His brow furrowed again and he gazed once more into the cup, now glowing like fine alabaster lit from within. He saw once more those corridors, the red beams of the dark apprentice's blades, the brighter orange streaks of the containment chambers. They throbbed and Obi-Wan's opened first, leaving him trapped behind the barrier. His eyes widened as he watched his apprentice fling himself into battle with the black devil, the sabre's lights whirling until the slender body stiffened, the red beam blazing through it. He saw the beloved face go set and still.
He looked back at her. "No!"
"It did not happen. You made sure of it and then passed on the part." She shook her head. "No doubt a good thing. He's what you now call `Jedi' enough for it."
He hardly heard her, thinking back to those last breathless moments, the sum total of his prayers before the screen had opened and he had thrown himself towards certain death. Spare Obi-Wan. Let him live. Only to burden his new-blossomed life with the part of wandering madman? The sorrow welled in him.
"So cruel a fate."
"There are worse. He, too, was chosen."
"The Jedi...they are..."
"Part of us." Her face screwed into a pixie's grin. " A small `..part that broke into a thousand tiny fragments and went skipping around...' "
"I suppose that's my fault, too."
"You've provided enough by-blows over time." She smiled. "And there are the others. We are their Devi, another race born from the elements of that world among others. Every now and then, one of us does manage to mate successfully with them. Have you really forgotten all this?"
He sighed and sat back down by the fire, glowering at the small flames dancing in their iron circlet.
"I suppose I need to be reminded. I was so sure."
"You were so lost in Jedi mumbling you forgot our tongue. You hear it but your heart always follows them. It is your nature."
"What now?"
"Are you so very anxious?" Her face had become stern, then a smile tugged at her lips. "Why ask me?"
She rose, and her skirts swirled into the mist, welling around his ankles and stealing up the tapestried walls, obscuring heroes and dragons, bards and all the fantastic imagery of a world known and never completely forgotten. Gold and silver threads, bloody crimson and tenderest azures all greyed and faded in hoarfrost.
The air was bitter, sharp in his nose, pale blades that cut his sinuses with unbearable clarity. He found himself unsurprised to be standing atop a hill, rounded and worn by age, an island in a sea of fog that rolled in waves around the monumental stones that stabbed an ice-blue sky.

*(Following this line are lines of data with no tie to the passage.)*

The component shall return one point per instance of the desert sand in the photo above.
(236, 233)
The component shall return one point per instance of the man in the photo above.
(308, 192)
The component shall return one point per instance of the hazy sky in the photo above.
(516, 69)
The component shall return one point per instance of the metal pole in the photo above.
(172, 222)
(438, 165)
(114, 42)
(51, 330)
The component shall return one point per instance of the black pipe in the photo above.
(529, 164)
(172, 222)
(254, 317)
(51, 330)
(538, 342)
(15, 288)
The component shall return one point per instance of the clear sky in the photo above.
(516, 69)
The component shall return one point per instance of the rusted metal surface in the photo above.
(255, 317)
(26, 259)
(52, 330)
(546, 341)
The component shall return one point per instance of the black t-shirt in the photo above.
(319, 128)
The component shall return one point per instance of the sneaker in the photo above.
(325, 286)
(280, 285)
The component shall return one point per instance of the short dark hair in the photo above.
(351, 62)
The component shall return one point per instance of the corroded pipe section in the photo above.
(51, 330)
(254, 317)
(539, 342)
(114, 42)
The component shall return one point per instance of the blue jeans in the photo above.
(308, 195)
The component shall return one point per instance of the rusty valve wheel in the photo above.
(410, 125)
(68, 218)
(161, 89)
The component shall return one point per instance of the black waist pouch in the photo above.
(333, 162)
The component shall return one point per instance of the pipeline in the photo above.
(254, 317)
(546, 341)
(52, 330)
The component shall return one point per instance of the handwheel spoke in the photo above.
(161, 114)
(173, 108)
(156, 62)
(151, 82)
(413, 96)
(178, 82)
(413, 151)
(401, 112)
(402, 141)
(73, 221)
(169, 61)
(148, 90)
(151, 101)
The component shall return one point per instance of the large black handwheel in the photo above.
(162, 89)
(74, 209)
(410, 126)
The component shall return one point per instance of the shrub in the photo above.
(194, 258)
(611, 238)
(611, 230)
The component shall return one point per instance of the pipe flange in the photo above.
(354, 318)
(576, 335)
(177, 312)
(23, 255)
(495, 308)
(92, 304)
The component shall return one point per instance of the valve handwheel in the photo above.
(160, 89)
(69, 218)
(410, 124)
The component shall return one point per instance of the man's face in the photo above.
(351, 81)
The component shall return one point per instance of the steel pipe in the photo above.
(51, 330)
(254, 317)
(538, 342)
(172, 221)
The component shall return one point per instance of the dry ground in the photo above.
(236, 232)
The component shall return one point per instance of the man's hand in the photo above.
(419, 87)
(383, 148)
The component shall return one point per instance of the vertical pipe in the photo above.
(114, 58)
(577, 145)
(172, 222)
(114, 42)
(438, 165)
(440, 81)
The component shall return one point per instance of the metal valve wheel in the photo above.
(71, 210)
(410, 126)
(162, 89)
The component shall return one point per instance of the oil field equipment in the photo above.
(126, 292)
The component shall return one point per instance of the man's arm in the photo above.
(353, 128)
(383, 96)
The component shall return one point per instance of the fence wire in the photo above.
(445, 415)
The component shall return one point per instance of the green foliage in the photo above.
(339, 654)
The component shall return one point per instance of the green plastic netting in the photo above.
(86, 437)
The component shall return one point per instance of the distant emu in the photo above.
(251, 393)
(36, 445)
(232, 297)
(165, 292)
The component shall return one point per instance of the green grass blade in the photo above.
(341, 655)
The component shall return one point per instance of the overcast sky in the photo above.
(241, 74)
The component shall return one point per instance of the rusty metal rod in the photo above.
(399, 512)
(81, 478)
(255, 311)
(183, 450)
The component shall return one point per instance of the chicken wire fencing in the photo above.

"Turn and greet the darkness." Her voice was muffled as those around him, hidden in the mist with chimes and soft melody, high as a screaming hawk, caressing as a sigh.

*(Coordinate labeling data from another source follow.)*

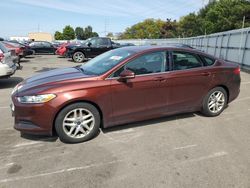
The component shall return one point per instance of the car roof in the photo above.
(138, 49)
(141, 49)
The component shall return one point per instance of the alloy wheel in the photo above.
(216, 102)
(79, 57)
(78, 123)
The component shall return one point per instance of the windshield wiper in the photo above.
(79, 68)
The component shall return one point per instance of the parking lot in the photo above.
(187, 150)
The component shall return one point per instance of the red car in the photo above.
(122, 86)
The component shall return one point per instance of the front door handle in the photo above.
(206, 74)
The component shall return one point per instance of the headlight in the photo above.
(17, 87)
(36, 98)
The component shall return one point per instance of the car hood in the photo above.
(52, 77)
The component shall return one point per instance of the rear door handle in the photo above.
(206, 74)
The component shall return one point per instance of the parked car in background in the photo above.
(19, 50)
(92, 47)
(121, 86)
(7, 66)
(61, 50)
(42, 47)
(26, 48)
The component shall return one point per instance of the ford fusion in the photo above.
(121, 86)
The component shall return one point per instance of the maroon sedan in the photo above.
(121, 86)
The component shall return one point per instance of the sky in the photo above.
(19, 17)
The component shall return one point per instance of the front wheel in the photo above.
(78, 122)
(78, 57)
(214, 102)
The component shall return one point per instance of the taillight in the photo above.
(237, 71)
(1, 57)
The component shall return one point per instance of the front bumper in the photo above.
(6, 70)
(33, 118)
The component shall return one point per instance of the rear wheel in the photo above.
(78, 122)
(78, 57)
(214, 102)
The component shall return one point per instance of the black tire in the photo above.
(205, 106)
(61, 130)
(78, 57)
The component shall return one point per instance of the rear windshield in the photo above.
(3, 48)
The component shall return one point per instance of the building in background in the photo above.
(41, 36)
(19, 38)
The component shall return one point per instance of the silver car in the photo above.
(7, 66)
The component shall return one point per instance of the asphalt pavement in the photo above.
(187, 150)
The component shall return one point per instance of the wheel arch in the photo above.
(73, 102)
(226, 89)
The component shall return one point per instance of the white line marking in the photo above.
(243, 99)
(214, 155)
(6, 129)
(121, 131)
(58, 171)
(185, 147)
(6, 166)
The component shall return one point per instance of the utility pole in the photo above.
(105, 27)
(241, 38)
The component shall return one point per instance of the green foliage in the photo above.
(88, 32)
(68, 33)
(218, 16)
(58, 35)
(79, 33)
(110, 35)
(149, 28)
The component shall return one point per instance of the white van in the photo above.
(7, 66)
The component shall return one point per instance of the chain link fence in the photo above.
(231, 45)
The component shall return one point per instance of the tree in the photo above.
(68, 33)
(79, 33)
(190, 25)
(88, 32)
(58, 36)
(110, 35)
(169, 29)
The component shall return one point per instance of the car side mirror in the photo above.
(126, 74)
(89, 44)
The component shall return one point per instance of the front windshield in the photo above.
(106, 61)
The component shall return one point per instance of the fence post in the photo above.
(215, 47)
(243, 53)
(229, 36)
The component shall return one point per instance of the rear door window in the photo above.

The clouds rolled, leaving a midnight sky split across the horizon with moulton light, ruby and topaz streaks through a russet sun as it seemed to pause over the mid stone and hover there. His eyes fixed, opened wide as a flash of darkness seemed to well within the flaming orb, shoot over the stone and pierced him, as surely as the Sith's blade.
He focused, his eyes trained on a lone raven sailing on the fog past the sunset and he knew himself.
"Cead mile failte. Welcome home, welcome home." The voices rose around him with the mist, illuminated by the burning light coasting like banners, rippling on the wind.
The world was forgotten, another of many. The boy, the wars, all faded into the mists. Only one face remained in all those memories, a face with eyes like the fog itself under brows of rosegold light. That he would remember always.
"Welcome home, Merlin."
He smiled, encasing the beloved face deep within that human heart, turned and fell in step with her, from the Tor, past the Chalice Well, deep into the winter sanctuaries of Avalon.